À Mbanza-Ngungu, le ministre d’État chargé de la justice, Guillaume Ngefa Atondoko Andali, a pu mesurer mercredi 02 septembre 2026, l’ampleur des difficultés auxquelles sont confrontés les services judiciaires et pénitentiaires du Kongo-Central. Surpopulation carcérale, infrastructures vétustes, conditions de détention difficiles et manque de moyens figurent parmi les principaux défis relevés au cours de cette deuxième étape de sa mission officielle dans la province.
À la prison de Mbanza-Ngungu, le directeur de l’établissement, Trésor Malonda Nsanga, a présenté au ministre d’État la situation de la maison carcérale. Quelque 427 détenus y sont actuellement incarcérés, pour une capacité théorique de 150 places. Parmi eux, 191 sont prévenus et 236 condamnés. L’établissement compte également sept femmes et deux mineurs.
Installée dans une ancienne maternité, la prison souffre d’un manque criant d’espace et d’infrastructures. La séparation entre les différentes catégories de détenus demeure difficile. Si les femmes disposent d’un espace distinct, prévenus et condamnés cohabitent, tandis que les mineurs ne bénéficient pas d’un quartier spécialement adapté à leur âge et à leur statut.
Les conditions matérielles sont tout aussi préoccupantes. Faute de couchettes en nombre suffisant, plusieurs détenus dorment à même le sol. Les installations sanitaires sont insuffisantes et, selon la direction de la prison, les détenus ne bénéficient actuellement que d’un repas par jour.

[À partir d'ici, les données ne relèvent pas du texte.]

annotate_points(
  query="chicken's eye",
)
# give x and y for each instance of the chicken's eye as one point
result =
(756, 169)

La situation sanitaire ajoute à ces difficultés. Des cas de tuberculose et de choléra ont été signalés. Le poste de santé de la prison, doté de moyens limités, se concentre essentiellement sur les premiers soins. Les patients nécessitant une prise en charge plus importante sont transférés vers l’Hôpital général de référence de Mbanza-Ngungu.
La prison est par ailleurs confrontée à une importante contrainte financière. Selon sa direction, elle n’a plus reçu de subventions depuis cinq mois, compliquant davantage son fonctionnement quotidien.
Le ministre d’État ne s’est pas limité à l’exposé des responsables de l’établissement. Il a également échangé avec plusieurs détenus, qui lui ont fait part de leurs préoccupations concernant leurs conditions de détention, l’alimentation, l’accès aux soins et le suivi de leurs procédures judiciaires.
Cette rencontre directe s’inscrit dans la volonté affichée du ministère de confronter les données administratives aux réalités vécues sur le terrain. Elle doit permettre d’identifier les besoins prioritaires et les réponses à apporter, notamment en matière de désengorgement des prisons, de prise en charge des personnes vulnérables et d’amélioration des conditions de détention.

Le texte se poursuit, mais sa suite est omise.